Final answer:
To find the quadratic equation in vertex form with a given vertex and a point, we use the vertex form equation (y = a(x - h)^2 + k) and substitute the vertex and point values to solve for 'a'. The correct equation, based on the provided vertex (-4, 6) and point (-5, 4), is y = -2(x + 4)^2 + 6, which is not listed among the provided options.
Step-by-step explanation:
The question asks to write the equation of a quadratic in vertex form, where the vertex is given as (-4, 6), and the quadratic passes through the point (-5, 4). A quadratic equation in vertex form is written as y = a(x - h)^2 + k, where (h, k) is the vertex of the parabola. Given the vertex (-4, 6), we substitute h = -4 and k = 6 into the vertex form, which yields y = a(x + 4)^2 + 6.

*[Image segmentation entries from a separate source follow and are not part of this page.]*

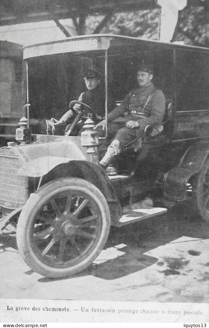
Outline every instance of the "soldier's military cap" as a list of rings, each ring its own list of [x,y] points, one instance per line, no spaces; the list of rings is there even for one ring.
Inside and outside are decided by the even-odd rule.
[[[83,74],[85,79],[93,79],[94,77],[98,77],[98,72],[95,70],[91,69],[86,70]]]
[[[147,72],[151,74],[153,73],[153,67],[151,64],[147,64],[145,63],[142,63],[138,66],[137,71],[141,71],[143,72]]]

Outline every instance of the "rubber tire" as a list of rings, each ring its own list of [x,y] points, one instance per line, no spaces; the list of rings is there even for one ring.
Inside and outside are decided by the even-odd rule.
[[[194,179],[192,188],[194,191],[194,196],[193,198],[192,206],[194,213],[196,212],[196,214],[199,215],[204,221],[209,222],[209,206],[208,210],[202,196],[204,194],[204,183],[207,176],[207,173],[209,184],[209,159],[203,165],[200,172]],[[209,197],[209,188],[208,196]]]
[[[84,192],[93,198],[99,207],[102,218],[102,228],[97,244],[84,260],[73,267],[57,268],[42,263],[36,256],[30,242],[31,225],[38,211],[48,199],[58,192],[67,190]],[[19,251],[30,267],[42,276],[57,278],[76,275],[88,267],[103,249],[107,239],[110,227],[110,215],[108,204],[104,195],[92,184],[77,178],[60,178],[53,180],[41,187],[31,195],[20,214],[17,228],[17,243]]]

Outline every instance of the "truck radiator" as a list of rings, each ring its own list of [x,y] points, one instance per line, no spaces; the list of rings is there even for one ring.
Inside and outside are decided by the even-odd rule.
[[[0,150],[0,205],[15,209],[27,200],[28,178],[18,175],[23,163],[12,149]]]

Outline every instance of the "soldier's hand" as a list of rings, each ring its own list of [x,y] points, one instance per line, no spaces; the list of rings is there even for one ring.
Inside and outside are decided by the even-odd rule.
[[[103,121],[102,121],[101,122],[99,122],[98,124],[97,124],[93,128],[94,130],[95,130],[96,129],[98,128],[99,128],[100,126],[101,126],[102,127],[102,130],[104,130],[105,128],[105,127],[106,126],[106,123],[105,122],[105,120],[103,120]]]
[[[100,116],[99,115],[97,115],[97,114],[96,113],[95,114],[95,115],[96,115],[96,118],[97,120],[98,120],[98,121],[99,120],[101,120],[102,119],[102,118],[101,116]]]
[[[128,129],[134,129],[134,128],[138,128],[139,125],[136,121],[129,121],[126,124],[126,127]]]
[[[59,126],[59,125],[62,125],[63,124],[64,121],[58,121],[55,118],[52,117],[50,120],[50,125],[51,126]]]

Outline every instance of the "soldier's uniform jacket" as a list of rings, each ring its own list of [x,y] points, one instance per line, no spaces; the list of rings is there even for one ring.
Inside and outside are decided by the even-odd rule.
[[[144,108],[150,95],[152,96]],[[122,116],[125,112],[128,112],[127,121],[137,121],[141,131],[149,124],[155,125],[162,122],[165,114],[165,99],[162,91],[152,83],[128,93],[120,106],[109,114],[108,121],[112,122],[119,116]]]

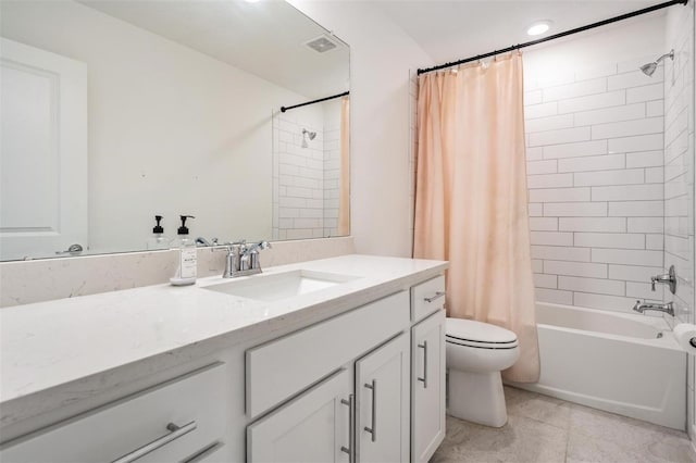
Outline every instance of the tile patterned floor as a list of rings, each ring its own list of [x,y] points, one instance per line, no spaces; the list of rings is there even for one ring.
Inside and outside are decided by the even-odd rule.
[[[505,393],[508,424],[448,416],[431,463],[696,463],[685,433],[521,389]]]

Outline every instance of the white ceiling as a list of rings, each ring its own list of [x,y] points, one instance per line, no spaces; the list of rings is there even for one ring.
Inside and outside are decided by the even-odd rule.
[[[334,38],[339,46],[333,50],[307,48],[328,33],[282,0],[79,1],[309,99],[349,88],[348,47]]]
[[[432,57],[436,64],[504,49],[658,3],[661,1],[394,0],[375,2],[387,17]],[[664,14],[664,10],[650,14]],[[552,28],[542,36],[527,36],[527,27],[540,20],[551,20]],[[595,29],[597,30],[601,28]],[[583,34],[593,34],[593,32]],[[426,63],[423,64],[425,67]]]

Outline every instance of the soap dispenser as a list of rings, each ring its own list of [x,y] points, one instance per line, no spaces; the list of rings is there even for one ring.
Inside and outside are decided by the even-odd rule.
[[[148,249],[169,249],[167,239],[164,237],[164,228],[162,228],[162,225],[160,224],[160,222],[162,222],[162,216],[156,215],[154,221],[157,224],[154,225],[154,228],[152,228],[152,236],[148,239]]]
[[[178,250],[178,268],[176,275],[170,278],[174,286],[192,285],[196,283],[196,271],[198,266],[196,241],[188,236],[187,218],[196,218],[192,215],[179,215],[182,226],[178,227],[174,247]]]

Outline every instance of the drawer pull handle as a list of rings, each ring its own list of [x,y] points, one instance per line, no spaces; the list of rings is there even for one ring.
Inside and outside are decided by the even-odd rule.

To find the value of 'a', we use the point (-5, 4) which lies on the parabola. We substitute x = -5 and y = 4 into the equation:
4 = a(-5 + 4)^2 + 6
4 = a(1)^2 + 6
4 = a + 6
Now we solve for 'a':
a = 4 - 6
a = -2
Then we substitute 'a' into the vertex form of the equation:
y = -2(x + 4)^2 + 6
Therefore, none of the given options (a, b, c, or d) is correct. The correct equation in vertex form is y = -2(x + 4)^2 + 6.